念完,他用大手把詩稿揣回衣服裡,說,“念完瞭,覺得怎麼樣?”

“不懂。什麼意思?”

“你寫詩嗎?”

我想瞭想說,“有時候寫。”“能不能念念?”

“不能,太冷瞭,你剛才怎麼張開嘴的?”

他手中的蠟燭燒到瞭一半,燭淚把下面的雪滴出瞭一個細洞。看不見他的鞋子。

“我的腳沒有知覺瞭。”他說。

“我也是,我們走吧。”我說。

“去我寢室聊聊,我走的時候燒瞭熱水。你說我的腳會壞掉嗎?”

“不會的,雪這東西保溫。”

“壞掉也沒關系,什麼事情都有代價。”

他說完笑瞭,顴骨動瞭動,眼毛凍得像樹掛一樣。我們倆走出操場的時候,他還舉著蠟燭,已經燒成瞭一個小方塊。迎面走來一個女孩兒,穿得極多,把自己捂得溜圓,她朝操場中間看瞭看,又看瞭看我們,說,“同學,我來晚瞭嗎?”

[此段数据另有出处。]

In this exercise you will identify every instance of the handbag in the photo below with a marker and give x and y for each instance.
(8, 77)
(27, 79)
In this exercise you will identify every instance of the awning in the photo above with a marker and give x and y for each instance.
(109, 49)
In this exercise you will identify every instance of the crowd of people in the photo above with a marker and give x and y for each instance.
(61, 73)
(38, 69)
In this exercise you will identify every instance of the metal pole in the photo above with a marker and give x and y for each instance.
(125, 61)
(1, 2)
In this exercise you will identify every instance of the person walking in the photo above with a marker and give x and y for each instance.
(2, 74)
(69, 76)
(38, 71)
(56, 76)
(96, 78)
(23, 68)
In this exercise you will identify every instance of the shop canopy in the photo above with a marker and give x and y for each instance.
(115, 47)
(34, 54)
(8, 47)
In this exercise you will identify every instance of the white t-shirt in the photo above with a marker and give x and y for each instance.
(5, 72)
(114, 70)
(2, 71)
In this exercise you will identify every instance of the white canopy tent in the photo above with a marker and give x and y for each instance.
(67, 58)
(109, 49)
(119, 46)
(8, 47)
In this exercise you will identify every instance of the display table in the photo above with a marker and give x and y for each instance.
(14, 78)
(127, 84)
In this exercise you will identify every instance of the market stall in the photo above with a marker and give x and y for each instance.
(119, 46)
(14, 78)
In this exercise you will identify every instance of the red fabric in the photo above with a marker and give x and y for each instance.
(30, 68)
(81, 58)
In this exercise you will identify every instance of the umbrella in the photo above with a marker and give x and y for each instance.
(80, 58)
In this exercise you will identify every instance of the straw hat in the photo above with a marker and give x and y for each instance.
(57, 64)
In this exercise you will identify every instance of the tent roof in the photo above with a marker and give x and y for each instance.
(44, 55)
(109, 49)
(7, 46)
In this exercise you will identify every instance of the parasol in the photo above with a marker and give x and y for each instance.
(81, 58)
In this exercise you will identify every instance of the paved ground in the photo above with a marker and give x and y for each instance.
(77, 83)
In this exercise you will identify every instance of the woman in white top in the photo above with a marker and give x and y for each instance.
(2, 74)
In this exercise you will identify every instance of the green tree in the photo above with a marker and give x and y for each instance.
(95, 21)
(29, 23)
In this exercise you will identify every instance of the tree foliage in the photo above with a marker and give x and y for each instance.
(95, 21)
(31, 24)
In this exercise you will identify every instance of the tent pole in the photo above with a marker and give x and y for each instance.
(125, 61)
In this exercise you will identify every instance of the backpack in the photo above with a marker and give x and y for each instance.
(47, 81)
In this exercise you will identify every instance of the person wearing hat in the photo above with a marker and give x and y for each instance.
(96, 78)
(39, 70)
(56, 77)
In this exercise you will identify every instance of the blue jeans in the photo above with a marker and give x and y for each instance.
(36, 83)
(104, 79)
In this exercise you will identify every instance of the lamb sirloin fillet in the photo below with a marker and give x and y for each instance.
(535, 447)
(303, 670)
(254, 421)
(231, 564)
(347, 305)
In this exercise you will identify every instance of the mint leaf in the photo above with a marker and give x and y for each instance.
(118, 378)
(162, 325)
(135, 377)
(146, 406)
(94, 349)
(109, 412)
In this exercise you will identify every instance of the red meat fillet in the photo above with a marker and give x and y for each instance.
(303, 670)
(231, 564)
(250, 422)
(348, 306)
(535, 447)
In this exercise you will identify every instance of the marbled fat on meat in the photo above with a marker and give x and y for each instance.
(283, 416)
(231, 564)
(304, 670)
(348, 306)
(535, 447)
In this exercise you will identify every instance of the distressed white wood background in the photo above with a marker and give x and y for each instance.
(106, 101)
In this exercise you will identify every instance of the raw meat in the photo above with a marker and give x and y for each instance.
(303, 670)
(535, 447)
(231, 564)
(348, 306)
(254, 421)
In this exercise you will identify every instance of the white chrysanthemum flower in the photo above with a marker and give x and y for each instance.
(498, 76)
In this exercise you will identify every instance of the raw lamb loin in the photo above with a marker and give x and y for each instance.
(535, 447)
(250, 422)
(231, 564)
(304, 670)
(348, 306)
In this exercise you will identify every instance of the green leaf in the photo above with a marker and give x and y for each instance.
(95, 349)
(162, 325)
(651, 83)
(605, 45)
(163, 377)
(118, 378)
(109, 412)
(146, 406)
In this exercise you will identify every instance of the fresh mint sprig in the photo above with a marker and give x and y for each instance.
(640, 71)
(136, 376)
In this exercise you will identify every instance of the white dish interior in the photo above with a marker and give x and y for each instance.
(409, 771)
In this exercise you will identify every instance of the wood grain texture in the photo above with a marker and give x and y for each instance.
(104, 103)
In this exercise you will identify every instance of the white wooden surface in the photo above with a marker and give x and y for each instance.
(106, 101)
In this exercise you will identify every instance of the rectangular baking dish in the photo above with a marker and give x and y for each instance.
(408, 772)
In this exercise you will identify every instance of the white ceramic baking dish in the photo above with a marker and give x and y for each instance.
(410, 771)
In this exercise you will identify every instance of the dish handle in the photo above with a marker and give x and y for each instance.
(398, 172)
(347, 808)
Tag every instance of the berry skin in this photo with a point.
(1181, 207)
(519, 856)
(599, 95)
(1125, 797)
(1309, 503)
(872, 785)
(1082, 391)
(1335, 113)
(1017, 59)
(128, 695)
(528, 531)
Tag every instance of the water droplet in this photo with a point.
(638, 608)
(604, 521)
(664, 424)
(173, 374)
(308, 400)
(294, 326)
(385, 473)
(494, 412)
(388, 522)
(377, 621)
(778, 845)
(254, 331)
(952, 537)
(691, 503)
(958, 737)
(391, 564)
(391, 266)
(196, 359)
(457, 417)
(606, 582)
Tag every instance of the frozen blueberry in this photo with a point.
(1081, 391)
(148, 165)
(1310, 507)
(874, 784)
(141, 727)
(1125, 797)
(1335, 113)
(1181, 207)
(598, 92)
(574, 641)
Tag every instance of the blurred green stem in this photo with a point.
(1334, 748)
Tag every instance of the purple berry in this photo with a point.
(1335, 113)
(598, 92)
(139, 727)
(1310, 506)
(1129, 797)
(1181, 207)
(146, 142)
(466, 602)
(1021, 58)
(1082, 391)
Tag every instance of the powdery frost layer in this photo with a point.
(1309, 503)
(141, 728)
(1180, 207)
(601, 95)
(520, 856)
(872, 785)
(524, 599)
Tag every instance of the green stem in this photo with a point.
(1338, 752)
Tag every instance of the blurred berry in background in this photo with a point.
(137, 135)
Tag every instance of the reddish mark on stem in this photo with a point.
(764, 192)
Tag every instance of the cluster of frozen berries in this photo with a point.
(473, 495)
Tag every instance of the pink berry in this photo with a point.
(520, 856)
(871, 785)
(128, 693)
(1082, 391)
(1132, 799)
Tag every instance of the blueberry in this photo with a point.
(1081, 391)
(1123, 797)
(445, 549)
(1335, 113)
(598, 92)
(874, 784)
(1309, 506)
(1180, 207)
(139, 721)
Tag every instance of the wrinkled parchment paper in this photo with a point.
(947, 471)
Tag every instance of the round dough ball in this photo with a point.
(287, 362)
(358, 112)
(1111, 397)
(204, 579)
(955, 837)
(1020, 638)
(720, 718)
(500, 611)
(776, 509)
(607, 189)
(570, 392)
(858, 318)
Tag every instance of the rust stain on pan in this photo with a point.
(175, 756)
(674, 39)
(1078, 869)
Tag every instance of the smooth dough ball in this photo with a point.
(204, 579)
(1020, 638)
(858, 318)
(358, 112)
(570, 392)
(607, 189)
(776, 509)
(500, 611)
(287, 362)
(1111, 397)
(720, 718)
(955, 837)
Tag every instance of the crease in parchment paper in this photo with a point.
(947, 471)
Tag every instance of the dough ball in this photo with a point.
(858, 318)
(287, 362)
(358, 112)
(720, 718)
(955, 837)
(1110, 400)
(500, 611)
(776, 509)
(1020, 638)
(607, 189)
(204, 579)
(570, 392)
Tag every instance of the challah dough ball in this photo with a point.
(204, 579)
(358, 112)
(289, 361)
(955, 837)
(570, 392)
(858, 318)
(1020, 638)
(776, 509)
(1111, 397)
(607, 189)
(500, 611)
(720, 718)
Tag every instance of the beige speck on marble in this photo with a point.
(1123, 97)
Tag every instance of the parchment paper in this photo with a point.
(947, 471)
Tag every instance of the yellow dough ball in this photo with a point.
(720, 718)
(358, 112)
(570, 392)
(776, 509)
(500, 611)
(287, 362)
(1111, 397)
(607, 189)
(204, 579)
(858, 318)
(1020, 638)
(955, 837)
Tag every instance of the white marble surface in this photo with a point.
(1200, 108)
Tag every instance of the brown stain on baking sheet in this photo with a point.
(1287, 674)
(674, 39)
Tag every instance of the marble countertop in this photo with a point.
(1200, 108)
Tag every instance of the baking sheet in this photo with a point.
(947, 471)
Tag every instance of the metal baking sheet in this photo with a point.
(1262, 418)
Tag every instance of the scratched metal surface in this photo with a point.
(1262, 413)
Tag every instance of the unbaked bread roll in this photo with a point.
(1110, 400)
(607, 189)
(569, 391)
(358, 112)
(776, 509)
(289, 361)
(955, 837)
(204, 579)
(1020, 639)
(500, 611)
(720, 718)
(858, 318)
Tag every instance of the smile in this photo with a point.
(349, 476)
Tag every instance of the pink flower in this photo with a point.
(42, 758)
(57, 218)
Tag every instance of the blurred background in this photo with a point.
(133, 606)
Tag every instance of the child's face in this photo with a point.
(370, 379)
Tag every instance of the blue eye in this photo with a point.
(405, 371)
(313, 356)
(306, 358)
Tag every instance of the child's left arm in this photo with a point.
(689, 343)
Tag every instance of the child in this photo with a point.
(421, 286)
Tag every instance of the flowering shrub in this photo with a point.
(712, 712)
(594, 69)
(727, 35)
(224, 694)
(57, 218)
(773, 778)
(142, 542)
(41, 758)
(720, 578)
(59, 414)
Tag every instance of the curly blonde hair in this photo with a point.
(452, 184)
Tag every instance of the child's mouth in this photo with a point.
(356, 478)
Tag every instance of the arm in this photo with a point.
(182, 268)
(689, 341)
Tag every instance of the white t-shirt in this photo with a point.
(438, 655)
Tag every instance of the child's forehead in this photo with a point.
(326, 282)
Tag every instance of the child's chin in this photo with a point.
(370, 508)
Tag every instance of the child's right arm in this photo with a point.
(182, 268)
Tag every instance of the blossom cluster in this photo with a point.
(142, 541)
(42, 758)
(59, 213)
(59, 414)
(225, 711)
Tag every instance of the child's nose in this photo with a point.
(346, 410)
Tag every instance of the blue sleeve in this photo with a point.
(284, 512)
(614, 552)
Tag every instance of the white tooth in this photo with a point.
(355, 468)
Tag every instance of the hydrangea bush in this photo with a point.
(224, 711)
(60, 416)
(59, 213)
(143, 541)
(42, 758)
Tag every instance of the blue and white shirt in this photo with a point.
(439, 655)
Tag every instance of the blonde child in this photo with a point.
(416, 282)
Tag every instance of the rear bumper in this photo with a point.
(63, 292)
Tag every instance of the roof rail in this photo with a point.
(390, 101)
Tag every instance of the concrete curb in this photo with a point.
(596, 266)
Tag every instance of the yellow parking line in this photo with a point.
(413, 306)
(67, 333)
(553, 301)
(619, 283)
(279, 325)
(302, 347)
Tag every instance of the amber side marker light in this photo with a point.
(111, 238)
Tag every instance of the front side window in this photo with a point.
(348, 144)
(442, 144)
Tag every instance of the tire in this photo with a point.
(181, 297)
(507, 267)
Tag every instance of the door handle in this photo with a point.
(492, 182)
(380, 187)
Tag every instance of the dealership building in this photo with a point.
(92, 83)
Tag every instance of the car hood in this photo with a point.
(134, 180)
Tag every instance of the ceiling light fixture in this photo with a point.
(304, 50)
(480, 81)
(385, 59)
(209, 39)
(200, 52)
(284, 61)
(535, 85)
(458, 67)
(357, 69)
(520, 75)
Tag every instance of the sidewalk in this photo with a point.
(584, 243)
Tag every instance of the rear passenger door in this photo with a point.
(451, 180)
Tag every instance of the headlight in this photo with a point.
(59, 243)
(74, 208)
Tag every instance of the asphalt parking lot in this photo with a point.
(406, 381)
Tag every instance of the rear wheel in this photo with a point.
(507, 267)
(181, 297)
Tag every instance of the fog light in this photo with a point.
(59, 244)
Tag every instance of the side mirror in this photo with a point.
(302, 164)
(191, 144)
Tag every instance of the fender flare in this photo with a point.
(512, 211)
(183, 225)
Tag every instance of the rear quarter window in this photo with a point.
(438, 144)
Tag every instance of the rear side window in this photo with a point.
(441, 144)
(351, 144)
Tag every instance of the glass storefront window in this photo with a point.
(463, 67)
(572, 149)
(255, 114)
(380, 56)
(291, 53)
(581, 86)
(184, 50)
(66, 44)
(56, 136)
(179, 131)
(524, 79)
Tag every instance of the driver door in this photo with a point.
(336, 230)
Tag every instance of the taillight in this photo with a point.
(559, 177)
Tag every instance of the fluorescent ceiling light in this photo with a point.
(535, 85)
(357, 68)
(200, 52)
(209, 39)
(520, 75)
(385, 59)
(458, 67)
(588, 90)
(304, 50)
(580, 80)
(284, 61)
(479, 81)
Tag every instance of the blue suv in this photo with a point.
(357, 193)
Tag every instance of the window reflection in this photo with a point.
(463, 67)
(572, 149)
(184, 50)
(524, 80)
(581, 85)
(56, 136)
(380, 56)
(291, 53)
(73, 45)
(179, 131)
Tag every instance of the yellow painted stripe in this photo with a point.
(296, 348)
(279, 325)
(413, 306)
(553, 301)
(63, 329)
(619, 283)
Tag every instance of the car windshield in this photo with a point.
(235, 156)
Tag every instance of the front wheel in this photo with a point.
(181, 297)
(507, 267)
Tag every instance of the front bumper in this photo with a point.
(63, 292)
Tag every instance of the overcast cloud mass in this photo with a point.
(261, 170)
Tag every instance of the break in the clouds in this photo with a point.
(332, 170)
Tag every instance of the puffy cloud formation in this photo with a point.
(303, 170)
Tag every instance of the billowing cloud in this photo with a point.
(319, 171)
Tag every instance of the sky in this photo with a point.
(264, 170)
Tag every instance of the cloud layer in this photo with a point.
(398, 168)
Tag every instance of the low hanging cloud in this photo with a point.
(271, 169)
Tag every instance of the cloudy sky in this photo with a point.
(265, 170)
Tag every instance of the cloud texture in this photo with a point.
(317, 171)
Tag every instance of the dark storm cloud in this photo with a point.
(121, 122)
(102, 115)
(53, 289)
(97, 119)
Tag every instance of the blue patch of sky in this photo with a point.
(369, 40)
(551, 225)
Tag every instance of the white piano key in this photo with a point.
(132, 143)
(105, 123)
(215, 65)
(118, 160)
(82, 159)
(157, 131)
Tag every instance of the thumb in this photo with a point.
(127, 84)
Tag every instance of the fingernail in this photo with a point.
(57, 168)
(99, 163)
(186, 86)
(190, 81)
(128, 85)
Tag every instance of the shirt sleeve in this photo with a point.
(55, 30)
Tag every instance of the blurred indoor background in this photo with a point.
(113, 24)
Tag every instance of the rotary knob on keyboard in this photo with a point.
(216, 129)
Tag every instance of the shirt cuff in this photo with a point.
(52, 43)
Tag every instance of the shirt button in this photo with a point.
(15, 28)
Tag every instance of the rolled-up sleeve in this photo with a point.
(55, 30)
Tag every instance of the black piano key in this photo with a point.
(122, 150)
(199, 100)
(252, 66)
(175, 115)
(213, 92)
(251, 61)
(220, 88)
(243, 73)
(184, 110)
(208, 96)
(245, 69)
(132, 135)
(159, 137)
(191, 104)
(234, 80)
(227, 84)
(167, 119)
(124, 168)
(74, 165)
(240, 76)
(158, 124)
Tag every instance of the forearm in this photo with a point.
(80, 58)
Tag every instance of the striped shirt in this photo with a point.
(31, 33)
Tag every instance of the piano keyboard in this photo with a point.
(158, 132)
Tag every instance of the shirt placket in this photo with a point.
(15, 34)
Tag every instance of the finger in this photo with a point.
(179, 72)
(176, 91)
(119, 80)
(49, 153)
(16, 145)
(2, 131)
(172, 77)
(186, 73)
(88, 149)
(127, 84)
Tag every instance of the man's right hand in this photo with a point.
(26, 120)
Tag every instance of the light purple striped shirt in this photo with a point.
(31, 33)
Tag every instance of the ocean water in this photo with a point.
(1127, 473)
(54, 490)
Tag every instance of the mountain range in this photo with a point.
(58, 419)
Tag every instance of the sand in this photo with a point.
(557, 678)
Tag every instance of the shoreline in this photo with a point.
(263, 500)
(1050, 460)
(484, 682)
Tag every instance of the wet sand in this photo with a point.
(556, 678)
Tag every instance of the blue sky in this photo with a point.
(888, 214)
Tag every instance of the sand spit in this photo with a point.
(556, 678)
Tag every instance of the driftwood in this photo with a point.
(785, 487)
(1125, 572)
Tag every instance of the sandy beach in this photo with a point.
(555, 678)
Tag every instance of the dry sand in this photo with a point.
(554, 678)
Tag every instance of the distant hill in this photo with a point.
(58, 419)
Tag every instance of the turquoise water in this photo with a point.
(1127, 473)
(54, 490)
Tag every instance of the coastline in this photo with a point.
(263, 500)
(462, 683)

後來我們三個來到他的寢室,聊到天亮,女孩兒也讀瞭一首自己寫的詩,大個兒找紙記瞭下來,改瞭一些詞句。我在雪停的時候睡著瞭,完全忘記瞭那首詩的內容,隻記得女孩兒脫下外套後,胸口扁平,十分瘦弱纖細,聲音卻平靜堅定。我還記得一直沒有聽見教堂的鐘聲。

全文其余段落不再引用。